The Ma'aseh Merkabah (מעשה מרכבה) is a Hebrew-language Jewish mystical text dating from the Gaonic period that comprises a collection of hymns recited by the "descenders" and heard during their ascent. It is part of the tradition of Merkabah mysticism and the Hekhalot literature. The text was first edited by Gershom Scholem (1965). An English translation by Janowitz can be found in her Poetics of Ascent, pages 29–81. The critical edition and translation of the text was published by Michael D. Swartz.

== Contents==
Like most other Hekhalot texts, the Ma'aseh Merkabah revolves around the knowledge of secret names of God used theurgically for mystical ascent. It begins with a conversation between Rabbi Ishmael and Rabbi Akiva, where the latter expounds on the mysteries of the spiritual world, as well as describing the appearance of the heavenly planes.
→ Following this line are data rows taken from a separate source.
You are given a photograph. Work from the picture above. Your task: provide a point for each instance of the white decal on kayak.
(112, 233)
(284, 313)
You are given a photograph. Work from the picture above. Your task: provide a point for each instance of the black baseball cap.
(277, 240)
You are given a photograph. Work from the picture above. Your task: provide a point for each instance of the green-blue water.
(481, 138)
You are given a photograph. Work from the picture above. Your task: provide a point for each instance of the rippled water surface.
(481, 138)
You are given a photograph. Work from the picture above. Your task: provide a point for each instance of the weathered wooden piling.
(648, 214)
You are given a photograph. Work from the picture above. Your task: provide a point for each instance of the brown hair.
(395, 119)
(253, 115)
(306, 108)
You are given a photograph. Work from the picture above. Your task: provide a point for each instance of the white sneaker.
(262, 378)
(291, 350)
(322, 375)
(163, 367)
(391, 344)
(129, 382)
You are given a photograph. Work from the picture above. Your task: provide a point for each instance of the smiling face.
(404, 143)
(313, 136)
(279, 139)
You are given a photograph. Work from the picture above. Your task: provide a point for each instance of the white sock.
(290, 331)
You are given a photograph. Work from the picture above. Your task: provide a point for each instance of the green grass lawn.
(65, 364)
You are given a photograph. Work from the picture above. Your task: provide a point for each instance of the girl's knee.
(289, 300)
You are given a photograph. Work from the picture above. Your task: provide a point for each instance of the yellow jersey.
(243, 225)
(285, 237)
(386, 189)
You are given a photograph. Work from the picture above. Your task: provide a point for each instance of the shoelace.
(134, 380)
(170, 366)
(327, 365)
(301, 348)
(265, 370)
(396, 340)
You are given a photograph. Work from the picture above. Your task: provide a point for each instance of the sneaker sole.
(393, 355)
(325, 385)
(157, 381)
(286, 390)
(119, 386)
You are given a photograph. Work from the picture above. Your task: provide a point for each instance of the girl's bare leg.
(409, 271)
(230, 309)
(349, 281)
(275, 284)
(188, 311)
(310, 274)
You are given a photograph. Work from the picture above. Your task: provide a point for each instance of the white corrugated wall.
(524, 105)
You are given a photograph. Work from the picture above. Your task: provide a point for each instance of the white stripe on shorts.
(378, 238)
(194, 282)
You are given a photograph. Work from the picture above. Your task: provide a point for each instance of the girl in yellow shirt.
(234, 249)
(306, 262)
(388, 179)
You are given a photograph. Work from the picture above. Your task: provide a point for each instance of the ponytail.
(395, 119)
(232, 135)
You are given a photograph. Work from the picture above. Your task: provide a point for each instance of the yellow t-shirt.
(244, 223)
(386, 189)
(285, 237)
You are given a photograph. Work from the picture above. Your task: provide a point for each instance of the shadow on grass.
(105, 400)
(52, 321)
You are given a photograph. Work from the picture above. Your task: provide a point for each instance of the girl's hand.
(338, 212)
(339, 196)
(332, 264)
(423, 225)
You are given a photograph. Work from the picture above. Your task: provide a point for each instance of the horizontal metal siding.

Hymns with long lists of secret names of God are present throughout the text, as well as many angel names including a section listing the various angelic rules of the 7 palaces. Specific ritual instructions are also given at various points in the text, including a technique to invoke the angel of the Presence:

The name of the prince of the Torah is Yofiel, and everyone who seeks him must sit for 40 days in fast, eat his bread with salt, and must not eat unclean food; he must perform 24 immersions, and not look at any kind of coloured garments; his eyes must be cast to the ground. And he must pray with all his strength, direct his heart to his prayer, and seal himself with his own seal, and pronounce 12 utterances: 'You are living God in heaven, engraved as a SPYSṬWS NWMSṬWS 'QNYPWS 'NBY...'

After more formulas, another prayer and ritual is given to protect the practitioner when the angel of the presence (named as PDQRM or PNQRS in the text) descends. This involves the recitation of various divine names over one's body, referred to as "seals", designed to ensure that the mystic does not perish due to the fearsome power of the angel:
Blessed are you YY who created heaven and earth with your wisdom. Your name is forever. ḤY 'WP SYSY PYY'W LW SM BY KYH TNYY the name of Your servant. By the Seven Seals that Rabbi Ishmael sealed on his heart. 'WRYS SSTYY on my feet, 'BG BGG on my heart, 'RYS TYP' on my right arm, 'WRYS TSY Y'H on my left arm...(etc.)

The text ends with a series of hymns for further ascent.